Including the regular season and playoffs, it takes almost eight months for the Championship to be won. There are 162 regular season games to play; one-game playoffs for teams tied for first in their division; the Wild Card playoff game; the Division Series; the League Championship Series; and, finally the World Series. That doesn't count Spring Training which starts in mid-February. That's almost ten months to name a World Champion -- no wonder the baseball season is known as a marathon, not a sprint.
Spring Training games don't affect the standings, but they help teams get used to playing together before the demands of the regular season kick in. But playing well in spring training doesn't mean success during the season. Team chemistry (which many agree is important, but very hard to quantify) can carry over, but all bets are off once the calendar flips to April.
Ah April. Opening Day is the first official step towards the World Series -- the only day all season every team is perfect and every fan believes their team will win it all. There's an adage that you can't win a pennant in April, but you can lose one. Teams can play bad enough in April, dig themselves so deep a hole in the standings, they can't really recover. Ideally, teams start hitting stride in May and carry it through the rest of the season. Pitching and defense get more consistent; the hitters start to heat up, but not too much. Usually as temperatures start to rise, that's how teams want to perform.
The trade deadline at the end of July is a fork in the World Series road. Teams have played more than half their games, and though standings aren't finalised (and anything can happen) contending teams start distancing themselves from non-contenders.
After the All-Star Break, teams have less than two weeks to buy/sell/do nothing by the trade deadline. The deadline lets contending teams add help for a playoff push and non-contenders to start building for next year. The Houston Astros and Miami Marlins are examples of non-contenders, since they finished with the worst and second worst records, respectively, in all of baseball.
August and September are the last stop before the final stretch to the Series. Games played in the last two months can be some of the most exciting all season and can show a team's depth of talent and drive. The Tampa Bay Rays are a good example as they beat both the Texas Rangers and Cleveland Indians in single game playoffs to claim the American League Wild Card.
The end of the regular season brings the finish line in sight. When the season ended September 30th, Division titles and the Wild Cards were handed out. Then on October 1st the playoffs officially got underway. Both Wild Card teams in each league play each other once to see who moves on. It's anyone's game in a one-game playoff.
The four remaining teams per league play the Division Series to move one step closer to the Series. The winners head to the League Championship, the final step before the World Series. Winning only four more games out of seven gets a team to the Series, which is easier said than done.
The World Series; every team wants it, only two reach it.

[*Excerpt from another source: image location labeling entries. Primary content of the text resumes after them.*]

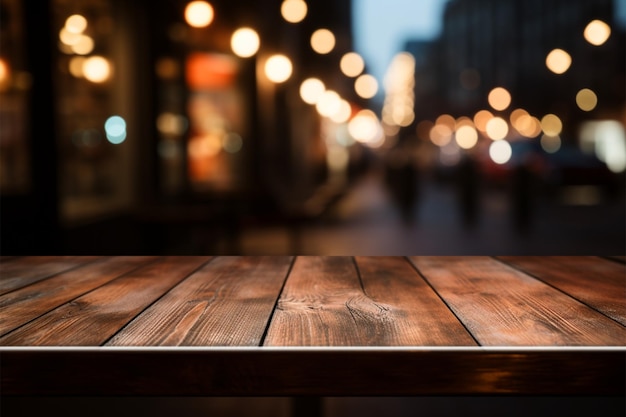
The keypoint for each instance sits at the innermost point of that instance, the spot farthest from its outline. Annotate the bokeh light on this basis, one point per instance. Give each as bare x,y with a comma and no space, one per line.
500,152
278,68
76,66
586,99
115,129
527,125
69,38
463,121
352,64
551,125
311,90
558,61
323,41
597,32
516,115
499,98
497,128
76,23
245,42
466,137
84,46
293,11
366,86
96,69
199,14
550,144
365,127
481,118
446,120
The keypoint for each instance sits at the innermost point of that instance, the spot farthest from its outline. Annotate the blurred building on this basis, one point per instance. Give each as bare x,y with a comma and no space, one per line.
562,61
126,127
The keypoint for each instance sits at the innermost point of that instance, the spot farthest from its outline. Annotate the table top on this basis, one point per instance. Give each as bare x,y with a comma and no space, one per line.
362,325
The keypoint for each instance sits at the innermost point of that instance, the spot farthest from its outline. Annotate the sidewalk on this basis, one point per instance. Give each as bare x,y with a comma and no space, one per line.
365,222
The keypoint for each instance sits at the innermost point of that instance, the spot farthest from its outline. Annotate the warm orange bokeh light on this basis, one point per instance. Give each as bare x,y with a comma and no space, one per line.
199,14
558,61
597,32
499,98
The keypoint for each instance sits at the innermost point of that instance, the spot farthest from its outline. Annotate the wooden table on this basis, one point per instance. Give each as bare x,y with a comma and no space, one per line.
308,325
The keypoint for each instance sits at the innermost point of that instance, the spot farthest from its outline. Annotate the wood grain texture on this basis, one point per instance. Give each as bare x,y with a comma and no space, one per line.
597,282
27,303
21,272
502,306
93,318
317,304
413,313
324,303
227,303
323,372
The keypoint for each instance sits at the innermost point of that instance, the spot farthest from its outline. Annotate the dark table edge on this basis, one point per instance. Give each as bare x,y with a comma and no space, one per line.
312,371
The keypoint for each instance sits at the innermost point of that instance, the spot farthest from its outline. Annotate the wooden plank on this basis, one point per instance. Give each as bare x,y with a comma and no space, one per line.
596,282
502,306
313,308
27,303
93,318
325,304
409,312
227,303
21,272
311,371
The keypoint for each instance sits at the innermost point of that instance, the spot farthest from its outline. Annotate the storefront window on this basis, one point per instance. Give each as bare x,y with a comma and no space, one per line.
94,167
15,83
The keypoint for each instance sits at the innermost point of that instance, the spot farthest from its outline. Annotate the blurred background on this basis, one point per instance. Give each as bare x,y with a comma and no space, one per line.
319,127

It takes up to 175 games to get there, but the excitement can be worth it. Anything can happen in seven games. Your team could win in four games, like last year's Champs the San Francisco Giants. Or, it could go all the way to game seven like the St. Louis Cardinals and Texas Rangers did in 2011. (The Cardinals won).
Almost ten months after teams set out, the World Championship is finally over. Once the Champ is named, there are only a few months before teams hit the road to the World Series again.
It may be long, with twists and turns, but the road to the World Series is one of the most exciting in sports.